Predictably (and I don’t say this to criticize), Facebook and other social media outlets lit up as people shared the posts and vowed they’d boycott the White Rose. it proved too much for owner Kato Mele, who put a lock on the doors and walked away. Even though she fired her daughter, the backlash did not relent.
This is what happens in our society today. Someone says something inappropriate or worse, and we get up on our hind legs and boy, do we revel in the self-righteous indignation. We can’t get enough of it. And we’re not happy until everyone involved, however peripherally, is groveling in the dirt begging for forgiveness or run out of town. And self-appointed keepers of the morality keys always seem to get their way, too.
So Kato Mele, who was not the person who got on social media and posted anti-police comments, is gone. Run out of town by people who seem to feel there is no connection between the invective they spew and the people who end up broken and defeated by the sheer force of the fusillade.
So here’s the timeline. Daughter trashes police; mother fires daughter and invites police to her establishment so they can talk about it; police choose to forego the offer (no shock, and no surprise either); people bombard the owner, twisting the knife in as deeply as possible by questioning her parenting skills; owner finally throws up her hands and closes the establishment.
The minute the daughter pilloried the police, Kato Mele’s life was going to be made miserable. It would be a cold day in Hades before any police officer was going to darken the White Rose’s door.
Without any help from the self-appointed morality police, this woman was probably going to be doomed. It’s tough to recover from that kind of a barrage.
But what about the rest of us? What about all the people who sent her emails, texts and Facebook posts, and threatened her?
There was no justification for what Sophie CK, the 23-year-old daughter in question, put online.
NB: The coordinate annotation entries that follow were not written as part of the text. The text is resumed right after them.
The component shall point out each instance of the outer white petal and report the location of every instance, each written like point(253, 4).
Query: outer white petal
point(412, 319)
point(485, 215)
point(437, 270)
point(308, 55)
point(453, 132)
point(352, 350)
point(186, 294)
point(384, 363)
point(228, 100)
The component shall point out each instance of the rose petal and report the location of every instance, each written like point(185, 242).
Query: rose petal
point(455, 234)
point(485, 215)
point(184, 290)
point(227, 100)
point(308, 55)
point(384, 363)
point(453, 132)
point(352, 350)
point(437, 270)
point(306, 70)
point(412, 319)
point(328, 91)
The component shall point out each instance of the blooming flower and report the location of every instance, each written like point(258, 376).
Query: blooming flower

But there’s also no justification for what a lot of other people did.
We seem to have this insatiable need to be outraged. Whether the anger is directed toward politicians, publications or comedians whose material wades deeply into governmental waters. It’s not enough to disagree anymore. We go right to being outraged.
Folks, we have to stop this. We can’t be charging up every hill like Teddy Roosevelt. The police are capable of defending themselves and speaking for themselves. Chief Michael Mageary actually did what leaders are supposed to do: He tried to play it down and dissuade people from going into extreme outrage mode.
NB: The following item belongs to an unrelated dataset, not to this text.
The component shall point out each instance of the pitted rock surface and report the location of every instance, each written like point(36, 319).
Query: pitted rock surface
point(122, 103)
If we dislike the president (and whoever the president IS is going to have that privilege) we get on him for everything, big or small. He makes an innocent slip of the tongue, the way Barack Obama visited 57 states, or when Donald Trump talked to the president of the Virgin Islands, and we act as if he walked into a church with a full metal jacket and began firing. Where is that gene that forces people to stop themselves and contemplate the notion that not everything needs to provoke “outrage.”
While there are certainly consequences for saying intemperate things, and Sophie CK certainly did that, going after her mother with such vengeance was a little too much.
As Kato Mele said, “I’ve lost my daughter and I’ve lost my business.” That’s what you call losing it all. This piling on that seems to be going with it is cruel. Please, let’s stop it.